Как будто бы веселей стало в моей комнатке.

Оглядев еще раз свое жилье, я отправился посмотреть, как устраиваются мои товарищи.

Повсюду стучали молотки, хлопали двери. Зимовщики шныряли по коридору, выносили ведра грязной воды, тащили к себе в комнаты всякую хозяйственную мелочь: графин, табуретку, щетку, коврик, будильник. Торопливо устраивались в новом жилье на долгий и трудный год зимовки.

Я зашел к Васе Гуткину. Вася стоял на стуле и прибивал к стене зеленые, цветочками, обои. Он вынул изо рта гвозди и весело сказал:

– Клейстера-то не напасешься на такую прорву. Гвоздями крою. Как выходит – ничего?

Комната у Васи большая, просторная. У него и диван есть, и большой шкаф, и настоящий письменный стол. В такой комнате жить можно.

– Да-а, – сказал я, – с обоями-то, конечно, лучше, совсем как в Ленинграде.
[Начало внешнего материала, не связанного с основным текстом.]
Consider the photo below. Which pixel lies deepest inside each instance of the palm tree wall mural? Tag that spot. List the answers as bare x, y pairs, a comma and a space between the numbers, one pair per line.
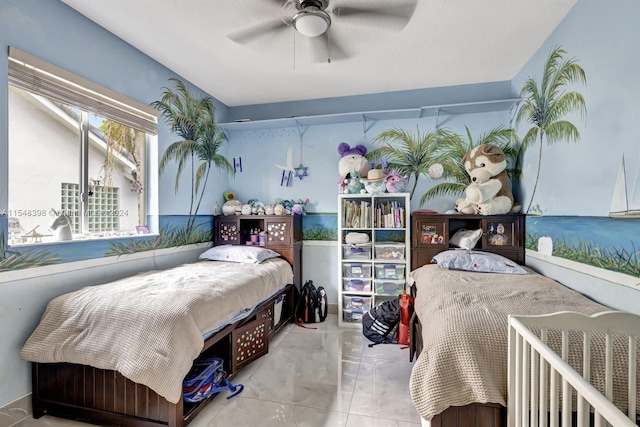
192, 119
411, 155
545, 105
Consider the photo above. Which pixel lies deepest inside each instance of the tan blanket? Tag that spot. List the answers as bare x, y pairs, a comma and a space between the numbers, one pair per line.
150, 327
464, 332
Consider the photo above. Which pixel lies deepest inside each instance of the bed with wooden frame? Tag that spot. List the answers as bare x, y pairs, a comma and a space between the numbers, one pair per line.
459, 339
81, 391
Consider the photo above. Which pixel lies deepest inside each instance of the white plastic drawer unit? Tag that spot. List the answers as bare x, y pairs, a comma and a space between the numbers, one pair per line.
356, 285
356, 302
389, 286
390, 271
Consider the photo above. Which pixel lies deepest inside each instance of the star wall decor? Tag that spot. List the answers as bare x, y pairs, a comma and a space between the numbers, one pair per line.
301, 171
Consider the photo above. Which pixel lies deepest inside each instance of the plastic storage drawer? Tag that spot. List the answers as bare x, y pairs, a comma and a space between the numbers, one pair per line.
390, 271
389, 251
360, 285
356, 302
389, 286
360, 271
352, 315
355, 252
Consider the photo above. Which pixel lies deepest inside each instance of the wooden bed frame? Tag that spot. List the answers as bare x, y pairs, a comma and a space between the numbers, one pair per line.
476, 414
107, 398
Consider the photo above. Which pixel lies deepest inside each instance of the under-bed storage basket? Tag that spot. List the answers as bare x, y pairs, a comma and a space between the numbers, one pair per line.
360, 251
249, 342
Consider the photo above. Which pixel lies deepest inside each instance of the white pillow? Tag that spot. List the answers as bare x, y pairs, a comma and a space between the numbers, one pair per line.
237, 253
466, 239
485, 262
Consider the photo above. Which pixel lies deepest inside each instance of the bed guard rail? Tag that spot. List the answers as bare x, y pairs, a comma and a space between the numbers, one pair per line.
542, 386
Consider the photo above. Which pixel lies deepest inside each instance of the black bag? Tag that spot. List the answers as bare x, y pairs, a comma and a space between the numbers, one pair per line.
312, 306
380, 323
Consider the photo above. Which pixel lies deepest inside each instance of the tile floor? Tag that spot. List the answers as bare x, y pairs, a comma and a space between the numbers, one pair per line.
312, 377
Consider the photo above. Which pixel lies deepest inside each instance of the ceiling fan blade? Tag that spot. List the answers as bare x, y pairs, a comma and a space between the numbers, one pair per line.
396, 15
325, 48
259, 30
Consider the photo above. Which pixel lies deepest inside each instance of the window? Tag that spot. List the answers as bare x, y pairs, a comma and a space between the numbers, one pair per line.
77, 149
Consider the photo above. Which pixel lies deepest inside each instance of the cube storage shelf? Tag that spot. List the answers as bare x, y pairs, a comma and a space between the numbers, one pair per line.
375, 271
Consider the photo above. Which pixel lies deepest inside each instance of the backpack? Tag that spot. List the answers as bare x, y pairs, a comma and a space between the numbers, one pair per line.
380, 323
312, 306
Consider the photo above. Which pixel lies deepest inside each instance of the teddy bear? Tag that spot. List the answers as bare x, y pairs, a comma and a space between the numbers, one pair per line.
489, 192
352, 159
396, 183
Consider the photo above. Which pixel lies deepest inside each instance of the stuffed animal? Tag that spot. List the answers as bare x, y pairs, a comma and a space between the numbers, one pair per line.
353, 184
352, 159
375, 182
489, 192
396, 183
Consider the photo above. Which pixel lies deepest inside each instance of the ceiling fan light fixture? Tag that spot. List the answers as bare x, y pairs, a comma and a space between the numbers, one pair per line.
311, 22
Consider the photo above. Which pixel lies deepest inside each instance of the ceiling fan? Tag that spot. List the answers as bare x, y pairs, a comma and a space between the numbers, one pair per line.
313, 19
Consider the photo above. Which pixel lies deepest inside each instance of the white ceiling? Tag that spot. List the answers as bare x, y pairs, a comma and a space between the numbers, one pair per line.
445, 43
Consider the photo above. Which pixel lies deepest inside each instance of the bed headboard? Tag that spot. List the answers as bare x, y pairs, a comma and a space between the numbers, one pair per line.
282, 234
501, 234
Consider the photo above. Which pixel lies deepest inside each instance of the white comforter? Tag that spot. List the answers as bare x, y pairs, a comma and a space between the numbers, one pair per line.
150, 327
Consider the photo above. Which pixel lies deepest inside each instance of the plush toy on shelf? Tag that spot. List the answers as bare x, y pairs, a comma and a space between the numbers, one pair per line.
351, 160
353, 184
375, 182
489, 192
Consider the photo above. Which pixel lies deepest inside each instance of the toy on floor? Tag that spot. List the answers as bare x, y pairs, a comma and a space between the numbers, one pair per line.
396, 183
375, 182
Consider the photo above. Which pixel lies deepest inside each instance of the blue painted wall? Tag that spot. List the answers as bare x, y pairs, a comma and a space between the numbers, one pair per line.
57, 34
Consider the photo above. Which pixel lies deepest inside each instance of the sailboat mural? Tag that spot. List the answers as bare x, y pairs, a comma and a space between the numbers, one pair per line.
624, 205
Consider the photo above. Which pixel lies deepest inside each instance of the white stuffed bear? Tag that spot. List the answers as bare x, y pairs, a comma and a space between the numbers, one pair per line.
352, 160
489, 192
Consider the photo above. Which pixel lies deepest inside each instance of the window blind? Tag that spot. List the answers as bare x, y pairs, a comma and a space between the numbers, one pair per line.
37, 76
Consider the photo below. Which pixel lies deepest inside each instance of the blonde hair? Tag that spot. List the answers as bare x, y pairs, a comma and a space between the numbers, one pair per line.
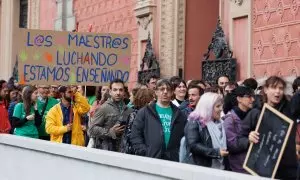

– А я что говорю? – обрадовался Вася. – Я и говорю, что с обоями веселей. Рукомойник занавесочкой замаскирую, на диван можно старое одеяло постелить. Не комнатка будет, а прелестная вещичка. Верно?

Он бросил в рот щепотку обойных гвоздей и проворно и ловко застучал молотком, откидывая голову и любуясь своей работой.

«Вот хозяйственный парень, – подумал я. – Где это он обои раздобыл?»

– Вася, а где обоями разжился? – спросил я. Вася пробубнил «у-бум-гум-гум» и показал молотком на потолок. На чердаке, мол.

«Разве и мне оклеить обоями? – подумал я. – Да нет, только лишняя возня».

– Ну стучи, стучи, – сказал я Васе и побрел к Ромашникову. Он сидел на кровати в своей тесной, как и у меня, комнате, заставленной громоздким купеческим комодом, черт его знает откуда попавшим на Землю Франца-Иосифа, и сосредоточенно смотрел на облезлую железную печку в углу.

– Ну как дела? Устроились?

Ромашников вздохнул, покачал головой.

– Вот с печкой не знаю, что делать. Не печка, а мумия. Подумайте только, Сергей Константинович, ведь мне на нее целый год смотреть.

– Зачем же вам на нее смотреть?

– Ну, а как же? Проснусь я утром – что прежде всего в глаза кинется? Печка. За год с ума сойти от такой печки можно.

– А вы лягте сюда головой, вам ее тогда и не видно будет.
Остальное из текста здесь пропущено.